Début 2016, le grand public ne connaît pas encore la famille Mercer. Elle soutient l’ultraconservateur Ted Cruz, glissant 13 généreux millions de dollars dans ce que les Américains appellent un Super PAC, un comité d’action politique qui, parce qu’il n’est pas lié directement à un parti ou un candidat, peut recueillir des dons illimités. A sa tête, elle place Kellyanne Conway, une gestionnaire de campagne républicaine, spécialiste des sondages. Face à la tempête Trump, l’étoile de Cruz pâlit bien vite et il se retire de la course en mai 2016. Les Mercer se retournent vers le magnat de l’immobilier. Kellyanne Conway devient une de ses conseillères. Minée par le comportement erratique du magnat et une stratégie à la sauvette, la campagne a du plomb dans l’aile. Hillary Clinton le sème dans les sondages.

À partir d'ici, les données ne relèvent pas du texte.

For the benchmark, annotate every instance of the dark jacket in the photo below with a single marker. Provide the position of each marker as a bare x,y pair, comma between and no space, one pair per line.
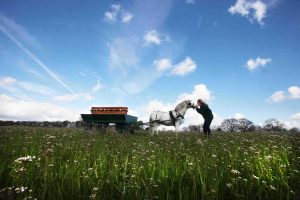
205,111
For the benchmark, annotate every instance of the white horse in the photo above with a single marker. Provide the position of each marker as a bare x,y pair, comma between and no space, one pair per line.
171,118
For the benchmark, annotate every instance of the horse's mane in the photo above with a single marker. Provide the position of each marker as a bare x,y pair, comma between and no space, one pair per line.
179,106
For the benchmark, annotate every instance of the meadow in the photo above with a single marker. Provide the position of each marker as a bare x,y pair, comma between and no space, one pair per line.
66,163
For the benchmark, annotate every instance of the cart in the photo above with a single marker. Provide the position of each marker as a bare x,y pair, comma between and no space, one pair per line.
107,118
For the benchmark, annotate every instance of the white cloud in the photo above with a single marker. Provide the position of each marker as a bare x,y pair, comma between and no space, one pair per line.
253,10
7,33
187,66
127,17
117,13
190,2
238,116
97,87
162,64
152,37
294,92
120,49
7,81
258,62
16,109
277,96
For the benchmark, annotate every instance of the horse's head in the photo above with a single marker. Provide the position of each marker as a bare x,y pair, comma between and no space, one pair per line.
190,104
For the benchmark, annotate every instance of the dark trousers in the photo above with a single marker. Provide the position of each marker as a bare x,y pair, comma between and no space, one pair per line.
206,126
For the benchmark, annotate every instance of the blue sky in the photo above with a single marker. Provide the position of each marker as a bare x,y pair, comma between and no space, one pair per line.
59,58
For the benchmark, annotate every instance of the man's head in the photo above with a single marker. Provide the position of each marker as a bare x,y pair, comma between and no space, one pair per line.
199,102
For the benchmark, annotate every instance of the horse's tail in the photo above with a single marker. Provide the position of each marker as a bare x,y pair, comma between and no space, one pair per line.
153,117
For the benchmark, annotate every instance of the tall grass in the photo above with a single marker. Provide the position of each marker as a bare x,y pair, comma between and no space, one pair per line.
56,163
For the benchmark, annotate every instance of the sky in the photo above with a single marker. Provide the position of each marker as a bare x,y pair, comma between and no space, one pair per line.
59,58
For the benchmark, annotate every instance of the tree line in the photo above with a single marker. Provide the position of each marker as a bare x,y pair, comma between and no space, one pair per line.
245,125
228,125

Une influence sur le casting de Trump

Mi-août 2016, à la faveur d’un de ces repas dont on dit qu’ils font l’histoire, la campagne de l’éructant candidat est bouleversée. Un nouveau directeur est nommé, Stephen Bannon. Ancien de Goldman Sachs, détenteurs d’une partie des droits de la série à succès Seinfeld, réalisateur d’un documentaire à la gloire de Ronald Reagan et d’un brûlot sur l’argent des Clinton, Bannon se définit comme un  » nationaliste « . Un  » ultranationaliste  » plutôt : avant de passer chez Trump, il a été directeur et idéologue principal du média d’extrême droite Breitbart. Or qui, selon Bloomberg et le New York Times, a investi, en 2011, 10 millions de dollars dans Breitbart, alors que le site luttait pour sa survie ? Robert Mercer. Généreux propagateur de fake news et de propos xénophobes, le média a explosé son audience et joué un rôle crucial dans l’élection de Trump.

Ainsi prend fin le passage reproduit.